Только мы с трудом загнали передних лошадей на мост, показался немецкий самолет. Пролетел над нами, тень прошла, мы головы вжали, потом развернулся и пошел из пулемета бить, бомбы бросать. Хорошо, тот парень, что впереди, бойкий оказался, рванул на своей лошади на тот берег, и весь табун с ржанием понесся следом.
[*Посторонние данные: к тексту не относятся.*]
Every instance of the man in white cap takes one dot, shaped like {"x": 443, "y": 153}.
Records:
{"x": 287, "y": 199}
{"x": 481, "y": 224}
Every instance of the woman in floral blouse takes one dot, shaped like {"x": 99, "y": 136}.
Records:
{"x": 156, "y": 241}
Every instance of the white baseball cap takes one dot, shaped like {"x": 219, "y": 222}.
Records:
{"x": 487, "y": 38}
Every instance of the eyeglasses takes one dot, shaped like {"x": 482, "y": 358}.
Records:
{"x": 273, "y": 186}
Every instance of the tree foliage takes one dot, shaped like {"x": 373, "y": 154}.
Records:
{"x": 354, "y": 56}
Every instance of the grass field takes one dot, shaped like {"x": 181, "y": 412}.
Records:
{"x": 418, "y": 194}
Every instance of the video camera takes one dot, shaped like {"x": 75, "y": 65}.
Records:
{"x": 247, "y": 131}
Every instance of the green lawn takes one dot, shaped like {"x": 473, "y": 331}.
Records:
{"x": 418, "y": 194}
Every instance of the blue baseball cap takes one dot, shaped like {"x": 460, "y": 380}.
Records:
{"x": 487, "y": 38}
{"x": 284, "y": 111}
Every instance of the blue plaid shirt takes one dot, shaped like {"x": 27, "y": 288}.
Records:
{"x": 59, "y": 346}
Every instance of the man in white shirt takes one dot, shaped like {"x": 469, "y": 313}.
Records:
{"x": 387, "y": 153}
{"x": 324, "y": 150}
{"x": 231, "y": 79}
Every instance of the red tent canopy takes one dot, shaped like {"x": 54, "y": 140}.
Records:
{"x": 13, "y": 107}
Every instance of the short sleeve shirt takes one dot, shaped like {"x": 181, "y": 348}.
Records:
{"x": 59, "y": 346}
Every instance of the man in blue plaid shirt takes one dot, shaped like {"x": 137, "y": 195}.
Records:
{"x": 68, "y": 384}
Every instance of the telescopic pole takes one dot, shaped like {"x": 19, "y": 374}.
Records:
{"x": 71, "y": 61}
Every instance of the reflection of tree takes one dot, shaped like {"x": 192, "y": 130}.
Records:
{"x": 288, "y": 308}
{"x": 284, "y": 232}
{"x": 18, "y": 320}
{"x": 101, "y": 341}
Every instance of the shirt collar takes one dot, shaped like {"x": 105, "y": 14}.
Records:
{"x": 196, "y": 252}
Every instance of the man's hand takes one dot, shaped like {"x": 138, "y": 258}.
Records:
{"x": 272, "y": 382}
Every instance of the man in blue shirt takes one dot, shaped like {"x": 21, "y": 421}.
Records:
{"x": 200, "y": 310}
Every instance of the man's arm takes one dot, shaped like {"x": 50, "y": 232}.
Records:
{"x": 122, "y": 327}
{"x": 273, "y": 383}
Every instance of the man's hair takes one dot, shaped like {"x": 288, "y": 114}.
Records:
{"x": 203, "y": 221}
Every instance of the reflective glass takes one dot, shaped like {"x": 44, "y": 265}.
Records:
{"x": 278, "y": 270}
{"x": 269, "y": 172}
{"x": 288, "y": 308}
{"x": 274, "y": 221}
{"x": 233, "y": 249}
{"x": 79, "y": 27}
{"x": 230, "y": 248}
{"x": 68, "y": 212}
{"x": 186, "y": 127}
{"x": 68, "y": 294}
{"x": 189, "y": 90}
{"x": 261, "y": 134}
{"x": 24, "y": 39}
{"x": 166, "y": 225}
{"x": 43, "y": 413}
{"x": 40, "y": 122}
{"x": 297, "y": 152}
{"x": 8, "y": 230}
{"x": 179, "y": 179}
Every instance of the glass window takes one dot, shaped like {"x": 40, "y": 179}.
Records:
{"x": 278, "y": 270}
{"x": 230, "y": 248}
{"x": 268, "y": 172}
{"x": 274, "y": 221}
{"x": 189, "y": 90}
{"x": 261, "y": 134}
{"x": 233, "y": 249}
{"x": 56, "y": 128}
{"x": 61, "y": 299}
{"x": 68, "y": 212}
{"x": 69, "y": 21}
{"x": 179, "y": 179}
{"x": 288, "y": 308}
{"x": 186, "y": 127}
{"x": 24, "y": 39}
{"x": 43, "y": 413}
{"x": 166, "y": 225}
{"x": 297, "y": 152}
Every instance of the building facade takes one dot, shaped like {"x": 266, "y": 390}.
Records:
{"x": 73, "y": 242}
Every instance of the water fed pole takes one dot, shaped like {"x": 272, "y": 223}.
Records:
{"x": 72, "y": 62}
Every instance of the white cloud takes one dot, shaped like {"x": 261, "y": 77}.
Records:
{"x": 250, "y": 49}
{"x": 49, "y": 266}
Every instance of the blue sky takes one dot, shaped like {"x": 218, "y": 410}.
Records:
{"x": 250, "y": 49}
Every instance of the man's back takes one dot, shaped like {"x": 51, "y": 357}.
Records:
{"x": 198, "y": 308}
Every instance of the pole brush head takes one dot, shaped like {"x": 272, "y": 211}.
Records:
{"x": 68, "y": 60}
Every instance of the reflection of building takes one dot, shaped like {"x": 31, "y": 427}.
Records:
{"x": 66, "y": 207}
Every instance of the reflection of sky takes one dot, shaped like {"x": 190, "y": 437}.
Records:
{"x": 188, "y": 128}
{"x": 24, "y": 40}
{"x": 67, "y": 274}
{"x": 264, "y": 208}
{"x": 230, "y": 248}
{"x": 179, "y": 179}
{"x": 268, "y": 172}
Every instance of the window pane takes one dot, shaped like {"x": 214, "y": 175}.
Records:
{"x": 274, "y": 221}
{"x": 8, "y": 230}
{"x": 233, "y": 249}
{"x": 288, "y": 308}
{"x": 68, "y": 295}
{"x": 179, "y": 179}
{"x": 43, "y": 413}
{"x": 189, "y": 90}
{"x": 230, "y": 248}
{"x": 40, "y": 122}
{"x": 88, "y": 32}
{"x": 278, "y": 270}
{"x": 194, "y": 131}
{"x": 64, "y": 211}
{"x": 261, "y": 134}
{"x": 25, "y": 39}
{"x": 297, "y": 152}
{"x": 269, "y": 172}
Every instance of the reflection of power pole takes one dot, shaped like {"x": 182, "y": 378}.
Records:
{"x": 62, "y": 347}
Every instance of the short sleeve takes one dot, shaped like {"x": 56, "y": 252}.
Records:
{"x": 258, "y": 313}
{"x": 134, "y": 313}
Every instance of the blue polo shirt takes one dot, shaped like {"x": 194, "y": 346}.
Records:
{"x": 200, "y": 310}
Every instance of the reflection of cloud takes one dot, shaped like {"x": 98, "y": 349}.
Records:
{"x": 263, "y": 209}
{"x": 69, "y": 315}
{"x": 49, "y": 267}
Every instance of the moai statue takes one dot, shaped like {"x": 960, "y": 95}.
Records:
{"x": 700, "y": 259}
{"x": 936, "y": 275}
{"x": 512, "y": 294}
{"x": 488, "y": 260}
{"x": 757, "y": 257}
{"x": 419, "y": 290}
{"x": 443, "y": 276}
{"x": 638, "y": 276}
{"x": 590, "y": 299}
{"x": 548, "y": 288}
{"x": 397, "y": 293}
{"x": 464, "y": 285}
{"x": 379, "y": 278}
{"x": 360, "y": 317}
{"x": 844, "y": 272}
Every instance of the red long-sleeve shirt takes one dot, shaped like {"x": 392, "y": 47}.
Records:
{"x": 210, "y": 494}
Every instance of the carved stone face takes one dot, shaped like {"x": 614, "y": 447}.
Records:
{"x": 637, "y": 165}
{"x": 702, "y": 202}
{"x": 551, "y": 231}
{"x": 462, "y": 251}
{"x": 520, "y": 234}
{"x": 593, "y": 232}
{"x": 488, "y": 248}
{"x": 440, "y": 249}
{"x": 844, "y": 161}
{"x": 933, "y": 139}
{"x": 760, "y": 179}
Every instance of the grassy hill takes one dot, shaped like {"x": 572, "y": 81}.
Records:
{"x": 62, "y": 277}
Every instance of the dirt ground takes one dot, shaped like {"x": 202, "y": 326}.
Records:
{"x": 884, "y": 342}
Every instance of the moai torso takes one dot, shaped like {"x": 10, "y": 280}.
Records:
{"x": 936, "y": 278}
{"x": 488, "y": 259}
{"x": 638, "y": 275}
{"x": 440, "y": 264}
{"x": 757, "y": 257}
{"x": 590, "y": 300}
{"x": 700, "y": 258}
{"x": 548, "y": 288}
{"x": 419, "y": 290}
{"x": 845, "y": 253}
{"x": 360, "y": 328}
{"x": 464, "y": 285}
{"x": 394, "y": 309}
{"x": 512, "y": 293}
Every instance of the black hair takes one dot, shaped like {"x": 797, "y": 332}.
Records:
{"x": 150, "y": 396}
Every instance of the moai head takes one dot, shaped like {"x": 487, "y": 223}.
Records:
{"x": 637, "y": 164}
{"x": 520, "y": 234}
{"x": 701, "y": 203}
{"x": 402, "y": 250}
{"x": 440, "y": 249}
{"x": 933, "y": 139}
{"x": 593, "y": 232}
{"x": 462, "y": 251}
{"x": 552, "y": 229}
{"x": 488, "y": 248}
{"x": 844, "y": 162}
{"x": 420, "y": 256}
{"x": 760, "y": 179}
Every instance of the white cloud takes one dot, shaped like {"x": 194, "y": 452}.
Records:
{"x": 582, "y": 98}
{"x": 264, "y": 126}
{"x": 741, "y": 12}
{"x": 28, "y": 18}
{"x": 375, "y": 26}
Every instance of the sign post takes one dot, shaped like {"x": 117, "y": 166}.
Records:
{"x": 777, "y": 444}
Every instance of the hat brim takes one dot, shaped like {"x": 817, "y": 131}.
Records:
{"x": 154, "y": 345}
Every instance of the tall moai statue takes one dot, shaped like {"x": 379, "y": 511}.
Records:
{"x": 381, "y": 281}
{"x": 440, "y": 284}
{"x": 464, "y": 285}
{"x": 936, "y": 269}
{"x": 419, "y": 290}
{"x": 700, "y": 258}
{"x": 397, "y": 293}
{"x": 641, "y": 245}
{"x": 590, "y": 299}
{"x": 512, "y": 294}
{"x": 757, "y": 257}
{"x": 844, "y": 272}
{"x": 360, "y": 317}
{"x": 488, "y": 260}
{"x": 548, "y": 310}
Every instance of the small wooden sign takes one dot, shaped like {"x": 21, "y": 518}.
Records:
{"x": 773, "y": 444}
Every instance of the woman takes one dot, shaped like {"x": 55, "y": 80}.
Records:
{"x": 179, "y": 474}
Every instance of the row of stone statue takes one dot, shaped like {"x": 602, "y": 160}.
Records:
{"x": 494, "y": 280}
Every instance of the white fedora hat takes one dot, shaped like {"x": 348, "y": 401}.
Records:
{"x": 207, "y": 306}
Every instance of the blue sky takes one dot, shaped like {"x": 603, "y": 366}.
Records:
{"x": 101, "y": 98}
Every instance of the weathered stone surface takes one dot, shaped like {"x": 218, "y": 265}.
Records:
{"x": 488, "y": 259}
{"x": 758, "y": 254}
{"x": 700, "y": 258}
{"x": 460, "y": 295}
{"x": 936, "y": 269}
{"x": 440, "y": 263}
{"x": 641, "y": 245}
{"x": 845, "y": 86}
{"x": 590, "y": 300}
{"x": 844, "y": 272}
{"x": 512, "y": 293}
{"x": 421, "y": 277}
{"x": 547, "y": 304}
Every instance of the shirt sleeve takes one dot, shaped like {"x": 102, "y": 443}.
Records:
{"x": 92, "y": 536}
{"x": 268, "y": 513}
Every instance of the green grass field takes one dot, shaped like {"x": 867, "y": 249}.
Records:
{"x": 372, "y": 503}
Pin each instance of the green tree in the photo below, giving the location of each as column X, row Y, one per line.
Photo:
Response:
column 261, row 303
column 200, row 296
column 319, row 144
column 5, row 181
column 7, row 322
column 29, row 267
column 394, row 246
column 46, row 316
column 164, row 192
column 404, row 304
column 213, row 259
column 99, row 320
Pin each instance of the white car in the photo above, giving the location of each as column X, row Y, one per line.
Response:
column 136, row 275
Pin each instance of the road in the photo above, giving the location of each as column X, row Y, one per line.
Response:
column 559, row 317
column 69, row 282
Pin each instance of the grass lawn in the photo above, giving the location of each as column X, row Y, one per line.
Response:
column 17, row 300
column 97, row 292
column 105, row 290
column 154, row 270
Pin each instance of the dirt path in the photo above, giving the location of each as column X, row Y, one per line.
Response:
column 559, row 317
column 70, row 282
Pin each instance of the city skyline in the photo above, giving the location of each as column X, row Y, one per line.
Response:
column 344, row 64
Не до самолета! Какой там самолет! Знай коней нахлестываем. Ведь не пять-шесть голов — вся тягловая сила полка! Голова табуна уже на том берегу, а хвост еще на этом. Тут упала бомба и снесла боковину моста. Сам проезд целый остался, а вот коней двадцать встали и стоят, страх все четыре ноги путами стянул. Половина уже на том берегу — во все стороны разбегаются, а эти с моста ни шагу.
В это самое время с той стороны въехали на мост два мотоцикла. За ними — четыре машины. Солдат на мотоцикле автоматом машет: «Что за цирк! Освободи мост!» А я от злости сам на него ору: «Дай дорогу!» Начали друг друга крыть, сразу до дедов-прадедов дошли. Еще и тот сержант мне в стремя вцепился, чуть не плачет: «Гони обратно! Начальство какое-то! Полетят наши головы!» Раз так вышло, у меня самого упрямства хватит. Головы оторвут или прямо здесь на мосту застрелят — все равно, знай плетью машу. Две лошади от давки в воду свалились. Остальные, видать, поняли, что другого пути нет,— кинулись вперед. Солдат на мотоцикле, который на меня орал, еле в сторону успел отпрыгнуть, мотоцикл у него перевернулся, второй на ограду моста вскарабкался. «Не оглядывайся, скачи!» — крикнул я напарнику, тут кто-то схватил мою лошадь под уздцы и стащил меня с седла.
Смотрю, молодой такой полковник, за шиворот сгреб, съесть меня готов: «Кто такой? Документы!»
Слушатели затаив дыхание смотрели на старика Саляха, кто-то хлопнул себя по бедру:
— Ну, влип старик!
На него тут же зашикали. Старик воспользовался заминкой и набил трубку.
— А потом... дальше? — заторопили его, недовольные задержкой.
— Дальше? Дальше душа в пятки ушла. Гляжу, за теми четырьмя еще с десяток машин показалось. За то, что движению войск помешал, могут и расстрелять. Очень просто. И никому не пожалуешься. Не успел я даже красноармейскую книжку и документы на лошадей достать, полковник обернулся к стоявшему рядом лейтенанту и рявкнул: «Арестовать!» Но тут вышел из машины еще один и сказал: «Отставить!» Два солдата уже схватили было меня с двух сторон, но сразу, будто змея их ужалила, отдернули руки и отскочили. Меня холодный пот прошиб: какой-то очень большой начальник. «Виноват, говорю, товарищ генерал». А он усмехнулся строго и поправил: «Маршал».
— Ух ты* — крикнули оттуда, где сидели мальчишки.— Сам Жуков, что ли?
— Сам. Я его не сразу, но узнал. В газетах портрет видел.
— Ну, врет старик! Жуков! И глазом не моргнет! — рассмеялся кто-то.
— Ты вот что скажи,— крикнул другой,— я три года на передовой был, а не то что Жукова или другого какого маршала, и генерала-то раза два всего видел.
— Эй, не шумите-ка! У вас так было, а у Саляха-агая этак вышло.
Старик, будто и не слышал, сунул трубку в карман гимнастерки и стал рассказывать дальше.
— Нет, бушевать не стал, расспросил, в чем дело. Я уже очнулся, что и как — все толком объяснил. Маршал постоял, подумал и... достал из кармана золотой портсигар.